In total, a surface-level fact-check shows that an overwhelming proportion of claims that Bankrate's AI made about Colorado were false.

In response to questions about the errors, Bankrate deleted the article — though it's archived here — and issued a statement in which a spokesperson defended the AI and blamed the errors on out-of-date data.

"While some of the text in this article was created using an AI-assist tool, the errors noted were at the point of data collection and retrieval, not the generative AI-assist tooling," she said. "That data was pulled from a non-AI internal database last year."

Remember, the same data they're now blaming is what they described in the article's disclaimer as an "industry-standard database."

"Our editor confirmed the data points against the source material that was provided," she continued. "The editor is not at fault for the publishing error. The issue was with an out of date dataset that was pulled for this article."

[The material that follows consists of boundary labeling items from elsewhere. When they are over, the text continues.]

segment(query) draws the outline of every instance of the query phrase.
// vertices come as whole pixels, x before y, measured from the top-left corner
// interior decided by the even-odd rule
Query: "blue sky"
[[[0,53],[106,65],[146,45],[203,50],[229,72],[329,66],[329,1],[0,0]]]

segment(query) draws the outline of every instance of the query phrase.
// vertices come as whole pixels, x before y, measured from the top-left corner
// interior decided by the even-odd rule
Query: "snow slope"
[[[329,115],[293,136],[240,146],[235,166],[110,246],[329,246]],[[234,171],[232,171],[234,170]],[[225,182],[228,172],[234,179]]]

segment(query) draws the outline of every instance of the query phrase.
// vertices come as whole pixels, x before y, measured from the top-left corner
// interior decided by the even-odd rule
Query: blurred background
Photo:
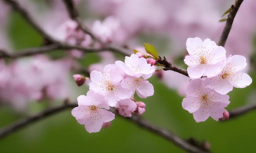
[[[56,40],[84,47],[97,47],[88,35],[77,28],[61,0],[16,0],[40,26]],[[222,17],[234,0],[75,0],[84,24],[102,42],[131,50],[143,43],[153,45],[184,68],[188,37],[209,38],[218,42],[227,17]],[[245,0],[235,18],[225,48],[227,56],[246,57],[252,83],[229,92],[227,110],[256,103],[256,1]],[[9,53],[47,44],[19,13],[0,1],[0,49]],[[131,54],[132,52],[131,51]],[[0,59],[0,127],[44,109],[76,102],[88,90],[76,86],[72,76],[81,68],[102,70],[124,56],[106,52],[83,53],[58,50],[18,59]],[[82,74],[88,76],[86,73]],[[211,118],[197,123],[183,109],[183,92],[189,79],[174,72],[156,73],[149,81],[155,94],[145,99],[142,117],[184,139],[207,140],[213,152],[255,152],[256,111],[237,118],[216,122]],[[116,116],[110,127],[89,133],[66,110],[30,125],[0,140],[1,152],[184,152],[171,142]]]

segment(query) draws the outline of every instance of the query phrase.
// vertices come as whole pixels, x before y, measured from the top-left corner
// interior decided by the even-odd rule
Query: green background
[[[14,50],[40,46],[42,37],[18,14],[12,13],[10,19],[7,31]],[[152,41],[153,39],[152,38]],[[150,40],[148,40],[150,42]],[[56,58],[63,54],[61,50],[51,55]],[[255,59],[255,57],[252,59]],[[85,66],[98,60],[97,55],[91,53],[85,55],[80,61]],[[234,89],[229,94],[231,103],[227,108],[228,110],[255,102],[256,86],[254,81],[256,74],[251,72],[249,74],[253,79],[250,86],[245,89]],[[207,140],[210,143],[213,152],[256,152],[254,146],[256,111],[224,122],[216,122],[209,118],[205,122],[197,123],[192,114],[182,109],[181,103],[184,97],[179,96],[175,91],[169,89],[155,76],[149,81],[154,85],[155,94],[141,99],[147,105],[143,118],[182,138],[193,137],[200,141]],[[85,94],[88,89],[81,87],[79,90],[78,95]],[[36,113],[49,105],[46,101],[32,103],[29,113]],[[121,117],[117,116],[109,128],[102,129],[97,133],[89,133],[83,125],[77,123],[71,115],[71,110],[66,110],[40,120],[0,140],[0,152],[184,152],[171,142]],[[14,113],[9,107],[1,106],[0,127],[24,116]]]

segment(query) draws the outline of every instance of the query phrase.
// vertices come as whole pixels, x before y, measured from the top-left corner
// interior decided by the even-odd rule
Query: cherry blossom
[[[224,108],[230,103],[229,96],[206,87],[203,80],[192,80],[188,84],[184,90],[187,96],[183,99],[182,107],[193,114],[197,122],[205,121],[209,116],[218,121],[223,116]]]
[[[211,77],[221,71],[226,60],[226,50],[209,39],[204,42],[199,38],[188,38],[186,49],[189,55],[184,59],[189,67],[188,73],[191,79],[202,76]]]
[[[247,74],[241,72],[247,65],[244,57],[230,56],[221,72],[216,76],[207,78],[205,83],[210,85],[217,92],[223,94],[232,91],[233,86],[240,88],[245,87],[252,81]]]
[[[146,111],[146,104],[141,101],[137,101],[135,103],[137,105],[137,108],[134,113],[137,115],[142,115]]]
[[[134,94],[135,91],[140,98],[146,98],[154,94],[154,87],[148,81],[141,78],[127,77],[121,82],[121,85]]]
[[[78,97],[77,101],[78,107],[72,110],[72,115],[89,133],[99,131],[103,122],[115,119],[115,114],[106,110],[110,107],[106,98],[99,94],[88,91],[86,96]]]
[[[106,97],[109,105],[114,107],[117,101],[129,98],[132,94],[121,86],[123,74],[122,70],[115,64],[105,66],[103,74],[92,71],[90,75],[92,82],[89,83],[89,89]]]
[[[118,113],[124,117],[132,116],[132,113],[135,111],[137,105],[131,99],[121,100],[115,106]]]
[[[139,58],[135,54],[126,57],[124,63],[117,61],[115,63],[121,68],[127,75],[144,79],[149,78],[155,72],[155,66],[148,63],[144,58]]]

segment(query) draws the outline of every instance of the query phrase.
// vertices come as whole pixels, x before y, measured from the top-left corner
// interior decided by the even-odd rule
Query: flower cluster
[[[189,54],[184,62],[192,79],[184,90],[183,108],[193,113],[197,122],[204,121],[209,116],[218,121],[228,118],[224,108],[229,104],[226,94],[233,87],[244,88],[252,82],[252,78],[242,71],[247,65],[241,55],[226,58],[226,50],[209,39],[188,38],[186,48]]]
[[[110,106],[124,117],[130,117],[132,113],[142,114],[146,105],[135,103],[133,95],[135,92],[141,98],[154,94],[153,85],[147,79],[155,69],[146,59],[132,54],[126,57],[124,62],[117,61],[106,66],[103,72],[92,71],[90,90],[86,96],[77,98],[79,106],[72,110],[72,115],[92,133],[99,132],[104,123],[114,120],[115,114],[107,110]]]

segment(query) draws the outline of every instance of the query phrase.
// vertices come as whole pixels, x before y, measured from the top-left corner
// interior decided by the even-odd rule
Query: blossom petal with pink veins
[[[108,122],[115,119],[115,114],[112,112],[106,109],[101,109],[99,110],[102,114],[101,120],[103,122]]]
[[[72,115],[76,119],[83,119],[89,116],[90,113],[86,111],[88,107],[86,105],[80,105],[74,108],[71,111]]]
[[[213,107],[210,111],[211,117],[214,120],[218,121],[219,118],[223,117],[223,112],[225,109],[223,107]]]
[[[117,104],[117,103],[114,93],[109,95],[107,97],[107,98],[108,99],[108,103],[110,107],[115,107]]]
[[[220,61],[226,60],[226,50],[224,47],[216,46],[213,48],[208,55],[207,63],[215,64]],[[222,65],[224,64],[224,63],[222,63]]]
[[[143,80],[136,87],[137,93],[139,92],[143,97],[151,96],[154,94],[154,87],[147,80]],[[139,95],[138,95],[139,96]]]
[[[106,91],[104,89],[102,88],[100,85],[94,83],[93,82],[91,82],[89,83],[89,89],[90,90],[93,91],[96,93],[104,94]]]
[[[187,70],[189,76],[191,79],[200,78],[205,72],[205,66],[200,64],[194,68],[189,66]]]
[[[222,70],[224,66],[224,62],[220,61],[215,65],[207,64],[207,69],[206,69],[205,72],[203,76],[207,76],[208,78],[216,76],[219,74]]]
[[[184,89],[184,92],[187,95],[195,97],[197,93],[202,90],[202,84],[203,80],[201,79],[192,80],[188,84]]]
[[[223,112],[222,112],[223,113]],[[210,113],[205,111],[202,107],[193,113],[193,117],[196,122],[205,121],[210,116]]]
[[[232,71],[238,72],[243,70],[246,66],[246,59],[243,56],[235,55],[227,60],[226,67]]]
[[[104,108],[106,109],[109,109],[109,105],[107,103],[106,98],[103,96],[89,90],[87,92],[86,96],[88,98],[93,99],[94,101],[85,103],[84,103],[86,104],[86,105],[94,105],[99,108]]]
[[[103,124],[103,121],[101,119],[102,115],[99,112],[90,118],[84,123],[86,131],[90,133],[98,132],[101,130]]]
[[[130,98],[133,94],[132,92],[122,87],[121,84],[117,85],[115,96],[118,101]]]
[[[200,100],[198,98],[187,96],[183,99],[182,103],[182,107],[189,112],[192,113],[197,111],[201,105]]]
[[[231,83],[234,87],[243,88],[250,85],[252,79],[247,74],[245,73],[237,73],[231,77]]]
[[[101,84],[104,81],[102,73],[95,70],[92,71],[90,74],[90,77],[92,82],[97,84]]]
[[[220,94],[227,94],[233,90],[233,86],[228,80],[223,79],[220,76],[206,78],[205,80],[205,81],[210,85],[211,88]]]
[[[184,62],[189,66],[195,68],[198,64],[200,64],[200,61],[197,58],[194,57],[193,56],[186,56],[184,59]]]

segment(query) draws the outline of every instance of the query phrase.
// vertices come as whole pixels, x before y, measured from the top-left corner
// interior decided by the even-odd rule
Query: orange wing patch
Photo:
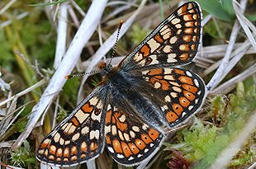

It's worth pointing out that the spokesperson's timeline — that the article data was "pulled" last year — doesn't make very much sense. According to a backup of the "Best places to live in Colorado" article on the Internet Archive, as recently as last month the piece still carried a human byline and didn't contain a single one of the errors we identified. In fact, it didn't even include Boulder as one of its recommended places to live, suggesting that its inclusion was based on inaccurate data.

The spokesperson's response to a followup question about that discrepancy did little to clarify the situation.

"We often update existing articles to ensure the information is relevant to our audience," she wrote. "In this particular example, as we were updating the article, we wanted to take a more data-driven approach to our list, but we unfortunately pulled from an outdated data set."

Asked why the site would be running articles in June of 2023 based on data from the previous year, the spokesperson had no reply.

Regardless, the spokesperson pledged that the company would soon continue publishing similar content.

"We have removed the article and will update it with the most recent data," she said. "Going forward, we will ensure that all data studies include the date range of when the data was gathered."

Overall, it feels like one more installment in a familiar pattern: publishers push their newsrooms to post hastily AI-generated articles with no serious fact-checking, in a bid to attract readers from Google without making sure they're being provided with accurate information. Called out for easily-avoidable mistakes, the company mumbles an excuse, waits for the outrage to die down, and then tries again.

Asked whether anyone from the leadership at Red Ventures was willing to go on record to defend the company's track record publishing AI-generated content, the spokesperson had no response.